Tim's Technical Thoughts: ESX Whitebox & RAID controller failures

The past few days have been a bit tense. Not only was there a deadline at work (an interesting study at one of our customers that had to be finished before end of March 2010), but also yesterday, my ESX whitebox decided to die on me. Of course, I took my screwdriver and box of recovery CD's and went to work.. A reconstruction of the epic struggle to get everything back to work (yes, ):

March 31, 8:00 AM. The (old & faithful 100 Mbps) 3Com switch that my PC's are currently connected to -- after having moved and being too lazy to install CAT6 cabling in my new house so I don't live between UTP cables, the wife loves it-- has crashed and had a blinking "Alert!" light; after disconnecting the power, the switch got back up again.
March 31, 8:05 AM. No internet connectivity; road works again, like the day before? Nope, turns out my ESX box, which runs a virtual m0no0wall router, has completely frozen and can only be brought back by a hard reset.
March 31; 8:10 AM. Thirdly, I discovered my Dell Perc 5i controller now freezes the computer after the power has been cycled. Interesting. Trying to enter the Perc 5i BIOS for configuration also freezes the computer. Fear kicks in.

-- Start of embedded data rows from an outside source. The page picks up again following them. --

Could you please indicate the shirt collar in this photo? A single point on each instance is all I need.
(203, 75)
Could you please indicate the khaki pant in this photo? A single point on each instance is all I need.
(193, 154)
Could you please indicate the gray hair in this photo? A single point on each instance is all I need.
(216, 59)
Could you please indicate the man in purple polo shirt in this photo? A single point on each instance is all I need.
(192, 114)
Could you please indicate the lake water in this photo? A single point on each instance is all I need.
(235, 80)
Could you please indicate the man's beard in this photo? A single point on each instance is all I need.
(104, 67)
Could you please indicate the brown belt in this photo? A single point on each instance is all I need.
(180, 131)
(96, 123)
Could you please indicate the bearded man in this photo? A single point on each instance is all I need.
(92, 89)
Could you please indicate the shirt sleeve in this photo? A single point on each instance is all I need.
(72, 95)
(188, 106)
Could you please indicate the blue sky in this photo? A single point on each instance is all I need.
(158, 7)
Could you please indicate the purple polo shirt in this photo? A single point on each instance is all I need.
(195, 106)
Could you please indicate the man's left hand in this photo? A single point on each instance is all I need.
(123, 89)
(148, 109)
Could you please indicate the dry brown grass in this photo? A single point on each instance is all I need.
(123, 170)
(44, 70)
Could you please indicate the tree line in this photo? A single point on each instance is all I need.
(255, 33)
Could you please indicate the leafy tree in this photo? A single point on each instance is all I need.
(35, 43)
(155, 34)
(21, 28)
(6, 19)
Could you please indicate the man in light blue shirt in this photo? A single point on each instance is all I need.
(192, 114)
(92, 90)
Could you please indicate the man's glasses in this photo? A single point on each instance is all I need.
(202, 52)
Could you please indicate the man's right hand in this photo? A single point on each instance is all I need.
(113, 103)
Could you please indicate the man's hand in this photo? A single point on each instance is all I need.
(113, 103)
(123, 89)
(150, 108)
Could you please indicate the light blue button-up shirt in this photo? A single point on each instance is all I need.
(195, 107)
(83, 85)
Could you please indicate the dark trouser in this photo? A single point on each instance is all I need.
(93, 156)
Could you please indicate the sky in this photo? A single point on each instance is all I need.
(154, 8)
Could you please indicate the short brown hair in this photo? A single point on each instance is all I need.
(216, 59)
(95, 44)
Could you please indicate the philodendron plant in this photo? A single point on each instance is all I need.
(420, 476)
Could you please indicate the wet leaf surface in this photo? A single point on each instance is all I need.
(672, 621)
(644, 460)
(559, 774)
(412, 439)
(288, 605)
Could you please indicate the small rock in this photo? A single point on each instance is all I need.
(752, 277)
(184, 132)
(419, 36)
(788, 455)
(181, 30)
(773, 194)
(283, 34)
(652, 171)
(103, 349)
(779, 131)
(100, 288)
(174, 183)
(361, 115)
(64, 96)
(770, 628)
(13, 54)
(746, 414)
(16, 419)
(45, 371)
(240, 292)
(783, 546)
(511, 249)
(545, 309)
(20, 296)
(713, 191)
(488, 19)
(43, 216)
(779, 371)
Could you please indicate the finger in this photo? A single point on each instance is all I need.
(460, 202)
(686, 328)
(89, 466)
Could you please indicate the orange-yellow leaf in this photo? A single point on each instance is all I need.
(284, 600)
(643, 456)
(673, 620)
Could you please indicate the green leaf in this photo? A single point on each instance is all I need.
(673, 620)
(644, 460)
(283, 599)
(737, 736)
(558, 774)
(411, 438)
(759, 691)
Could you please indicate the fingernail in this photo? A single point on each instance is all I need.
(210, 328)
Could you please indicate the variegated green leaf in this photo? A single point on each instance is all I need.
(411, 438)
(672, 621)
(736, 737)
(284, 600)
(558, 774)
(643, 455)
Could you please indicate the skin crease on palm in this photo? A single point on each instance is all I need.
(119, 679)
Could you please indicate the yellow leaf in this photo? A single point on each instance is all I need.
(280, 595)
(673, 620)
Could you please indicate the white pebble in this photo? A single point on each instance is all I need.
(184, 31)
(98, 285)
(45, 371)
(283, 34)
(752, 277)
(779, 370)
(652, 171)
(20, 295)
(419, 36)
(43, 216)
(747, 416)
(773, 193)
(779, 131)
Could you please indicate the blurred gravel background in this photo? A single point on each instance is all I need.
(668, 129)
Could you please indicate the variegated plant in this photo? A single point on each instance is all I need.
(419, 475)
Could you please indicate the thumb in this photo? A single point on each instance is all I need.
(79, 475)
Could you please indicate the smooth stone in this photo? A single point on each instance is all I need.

About a year ago, I already burned a Perc 5i controller (including the sizzling, smoke and fireworks) and I decided to buy a second hand controller from eBay again. That replacement never fully worked as I liked it (for example, after resetting the computer, the controller is no longer recognized -- in fact it is only recognized after a power cycle; strange!). A bit pissed off, I blame myself for accepting a half-and-half working controller for hosting all my data (family pictures, personal documents, ...). I'm already fearing that I will have to buy a replacement controller & restore all my data from Amazon S3 & JungleDisk (which I subscribed to after the previous controller went up on smoke)... weeks of downtime.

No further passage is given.